Austin Tice’s mother, in Damascus, hopes to find her son missing since 2012 Reuters
Author: Maya Gebeily
DAMASCUS (Reuters) – The mother of American journalist Austin Tice, who was captured during a reporting trip in Syria in August 2012, arrived in Damascus on Saturday to step up the search for her son and said she hoped to bring him home with her. .
Tice, who worked as a freelance reporter for the Washington Post and McClatchy, was one of the first American journalists to arrive in Syria after the civil war broke out.
His mother, Debra Tice, drove to the Syrian capital from Lebanon with Nizar Zakka, head of Hostage Aid Worldwide, an organization that is searching for Austin and believes he is still in Syria.
“It would be nice to hug Austin while I’m here. It would be the best,” Debra Tice told Reuters in the Syrian capital, which she last visited in 2015 to meet with Syrian authorities about her son, before she was stopped to issue visas.
The overthrow of Bashar al-Assad’s regime in December by Syrian rebels allowed her to visit again from her home in Texas.
“I feel very strongly that Austin is here, and I think he knows I’m here… I’m here,” she said.
Debra Tice and Zakka hope to meet with the new Syrian authorities, including the head of the new administration Ahmed al-Sharaa, to push the information on Austin. They are also optimistic that US President-elect Donald Trump, who will be inaugurated on Monday, will take up the cause.
“I’m hoping to get some answers. And of course, you know, we have the inauguration on Monday, and I think that should be a big change,” she said.

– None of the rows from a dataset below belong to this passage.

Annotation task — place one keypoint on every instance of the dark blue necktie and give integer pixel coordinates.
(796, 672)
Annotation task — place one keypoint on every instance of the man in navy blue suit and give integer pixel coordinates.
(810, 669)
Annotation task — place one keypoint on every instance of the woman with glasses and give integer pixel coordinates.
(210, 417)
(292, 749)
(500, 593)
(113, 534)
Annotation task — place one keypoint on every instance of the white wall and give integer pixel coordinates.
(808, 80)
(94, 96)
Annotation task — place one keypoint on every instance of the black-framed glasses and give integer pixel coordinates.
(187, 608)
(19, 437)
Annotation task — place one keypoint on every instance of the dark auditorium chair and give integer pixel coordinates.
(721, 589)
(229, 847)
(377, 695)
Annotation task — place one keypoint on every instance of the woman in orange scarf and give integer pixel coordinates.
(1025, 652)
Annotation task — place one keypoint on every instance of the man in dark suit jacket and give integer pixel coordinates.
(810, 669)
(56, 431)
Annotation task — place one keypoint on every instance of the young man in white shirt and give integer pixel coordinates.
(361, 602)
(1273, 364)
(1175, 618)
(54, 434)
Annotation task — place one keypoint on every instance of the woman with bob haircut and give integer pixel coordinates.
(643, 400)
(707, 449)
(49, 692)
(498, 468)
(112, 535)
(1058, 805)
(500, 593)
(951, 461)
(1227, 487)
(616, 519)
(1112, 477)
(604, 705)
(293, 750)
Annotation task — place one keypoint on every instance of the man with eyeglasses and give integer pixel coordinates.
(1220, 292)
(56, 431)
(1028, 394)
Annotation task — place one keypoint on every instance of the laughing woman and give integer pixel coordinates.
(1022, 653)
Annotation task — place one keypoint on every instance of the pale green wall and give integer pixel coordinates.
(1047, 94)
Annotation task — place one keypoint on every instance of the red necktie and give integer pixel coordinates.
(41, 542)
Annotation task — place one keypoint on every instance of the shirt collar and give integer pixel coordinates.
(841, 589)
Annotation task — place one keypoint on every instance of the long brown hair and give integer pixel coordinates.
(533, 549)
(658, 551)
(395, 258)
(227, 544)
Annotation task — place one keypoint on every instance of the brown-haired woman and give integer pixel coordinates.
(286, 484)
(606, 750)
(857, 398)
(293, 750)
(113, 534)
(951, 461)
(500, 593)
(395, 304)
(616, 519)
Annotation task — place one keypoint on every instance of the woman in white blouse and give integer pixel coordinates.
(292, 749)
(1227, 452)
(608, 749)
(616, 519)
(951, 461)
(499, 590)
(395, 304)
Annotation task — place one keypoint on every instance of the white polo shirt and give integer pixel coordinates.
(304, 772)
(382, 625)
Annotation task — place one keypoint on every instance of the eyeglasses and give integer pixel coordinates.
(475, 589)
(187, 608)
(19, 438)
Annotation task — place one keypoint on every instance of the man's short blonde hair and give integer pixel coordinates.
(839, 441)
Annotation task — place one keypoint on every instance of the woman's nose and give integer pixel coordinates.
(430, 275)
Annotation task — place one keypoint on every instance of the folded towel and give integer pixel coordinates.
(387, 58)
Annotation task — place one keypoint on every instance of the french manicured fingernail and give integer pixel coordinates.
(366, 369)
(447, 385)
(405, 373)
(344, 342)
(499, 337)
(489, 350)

“I know that President Trump is a pretty good negotiator, so I have a lot of confidence in that. But now we have an unknown on this (Syrian) side. It’s hard to know if those who are coming have any information about him at all,” she said.
Her son, now 43, was captured in August 2012 while traveling through the Damascus suburb of Daraya.
Reuters first reported in December that in 2013 Tice, a former US Marine, managed to slip out of his cell and was seen moving between houses on the streets of the posh Mazzeh neighborhood in Damascus.
He was recaptured shortly after escaping, possibly by forces reporting directly to Assad, current and former US officials said.
Debra Tice came to Syria in 2012 and 2015 to meet with Syrian authorities, who never confirmed Tice was in their custody, both she and Zakka said.
She criticized the administration of outgoing US President Joe Biden, saying they did not negotiate hard enough for her son’s release, even in recent months.
“We certainly felt that President Biden was in a good position to do everything possible to bring Austin home, right? I mean, this was the end of his career. This would be a wonderful thing for him. So we expected. He pardoned his own son, right? So, where is my son?”
Debra Tice said her “mind was just spinning” as she drove across the Lebanese border into Syria and tearfully spoke of the tens of thousands whose loved ones are being held in Assad’s notorious prison system and whose fate remains unknown.
“I have a lot in common with a lot of Syrian mothers and families, and when I just think about how this is affecting them – do they have the same hope that I do, to open the door, to go see their loved one?”